The form allows you to upload a TXT file, choose a distance from a dropdown, and enter the start and end dates directly in the web UI.

Input fields

  • Athletes TXT file — upload a .txt file with one athlete name per line.
  • Distance — choose the EnduHub distance filter.
  • Date from — lower bound for the search interval, inclusive, in YYYY-MM-DD format.
  • Date to — upper bound for the search interval, inclusive, in YYYY-MM-DD format.

The uploaded TXT file should contain one athlete name per line, for example:

Jan Kowalski
Anna Nowak
Piotr Zielinski

The Actor automatically trims extra spaces, ignores blank lines, and removes duplicate names while preserving the original order from the uploaded file.

Supported distance values

  • "" — All
  • "7" — 5 km
  • "8" — 10 km
  • "20" — 15 km
  • "2" — Half Marathon
  • "1" — Marathon
  • "9" — 0-5 km
  • "10" — 5-20 km
  • "11" — 20-50 km
  • "12" — 50-200 km
  • "13" — Above 200 km

Example cloud input

If you run the Actor through the Apify API, athletesFile can be provided either as plain TXT content or as a file reference generated by Apify file upload fields.

Example with inline TXT content:

{
"athletesFile": "Jan Kowalski\nAnna Nowak\nPiotr Zielinski\n",
"distanceId": "",
"dateMin": "2024-01-01",
"dateMax": "2026-12-31"
}

In Apify Console, you usually do not need to paste raw JSON manually, because the input UI provides a file upload field and separate controls for the other values.

Output

The Actor stores results in the default Apify dataset.

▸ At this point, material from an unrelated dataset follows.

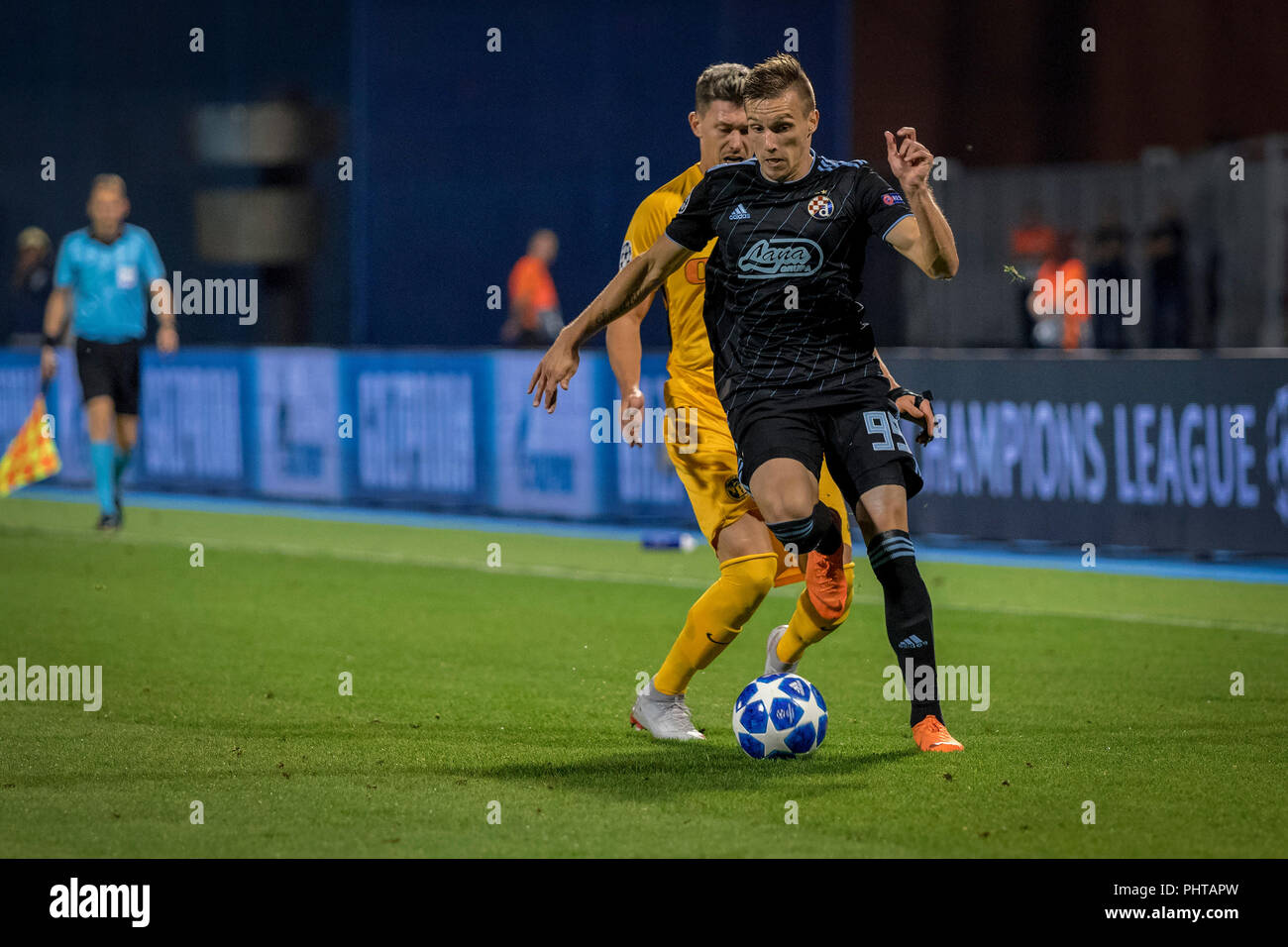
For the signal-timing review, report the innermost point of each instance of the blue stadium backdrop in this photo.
(1185, 454)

It writes one dataset item per input athlete.

Each dataset item contains these top-level fields:

  • input_name
  • results_count
  • best_event
  • best_date
  • best_result
  • best_distance
  • best_average_pace
  • results

Each entry inside results can include:

  • place
  • bib_number
  • year_of_birth
  • athlete_name
  • athlete_url
  • event_name
  • event_url
  • location
  • result
  • country
  • distance
  • sport
  • date
  • average_pace

Example dataset item

{
"input_name": "Jan Kowalski",
"results_count": 3,
"best_event": "Example Race",
"best_date": "2025-10-12",
"best_result": "01:25:30",
"best_distance": "Half Marathon",
"best_average_pace": "04:03 /km",
"results": [
{
"place": "12",
"bib_number": "145",
"year_of_birth": "1990",
"athlete_name": "Jan Kowalski",
"athlete_url": "https://enduhub.com/...",
"event_name": "Example Race",
"event_url": "https://enduhub.com/...",
"location": "Warsaw",
"result": "01:25:30",
"country": "Poland",
"distance": "Half Marathon",
"sport": "Running",
"date": "2025-10-12",
"average_pace": "04:03 /km"
}
]
}

Data normalization

The Actor normalizes several values before saving output.

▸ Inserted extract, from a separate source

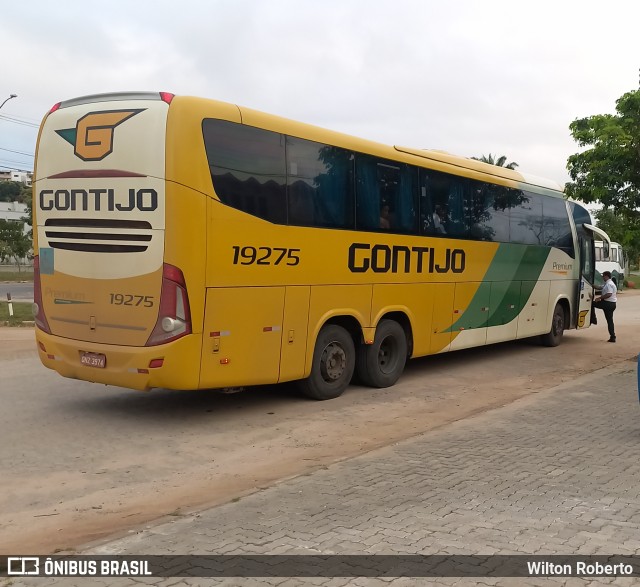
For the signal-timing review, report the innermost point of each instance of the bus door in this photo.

Dates are converted to YYYY-MM-DD when parsing succeeds.

Selected Polish distance labels such as Półmaraton and Maraton are normalized to Half Marathon and Marathon.

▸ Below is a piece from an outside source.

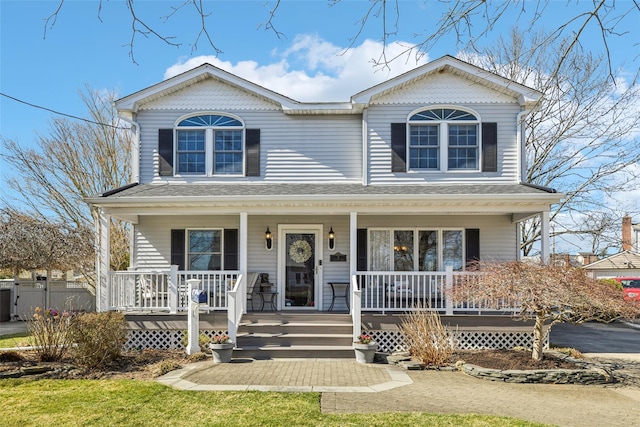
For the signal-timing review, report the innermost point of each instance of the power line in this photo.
(59, 113)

Average pace is computed from result time and distance whenever both values are usable.

If pace cannot be computed, the average_pace field is left empty.

Rows with missing or non-computable pace are still included in the output, but they are sorted after rows with valid pace values.

Typical use cases

  • Build a structured history of race results for a club or training group.
  • Compare multiple athletes over the same date range and distance filter.
  • Export the dataset from Apify for additional ranking, filtering, or reporting.
  • Analyze recent race activity for a shortlist of runners uploaded as a TXT file.

Notes

The Actor works against EnduHub search result pages and depends on the structure of those pages remaining reasonably stable over time.

If EnduHub changes its HTML structure, filtering behavior, or visibility rules, the Actor may require an update.

This Actor is intended for Apify cloud usage.

Users configure runs in the Apify web interface or through the Apify API, and the dataset output can then be viewed, exported, or connected to downstream automations on the Apify platform.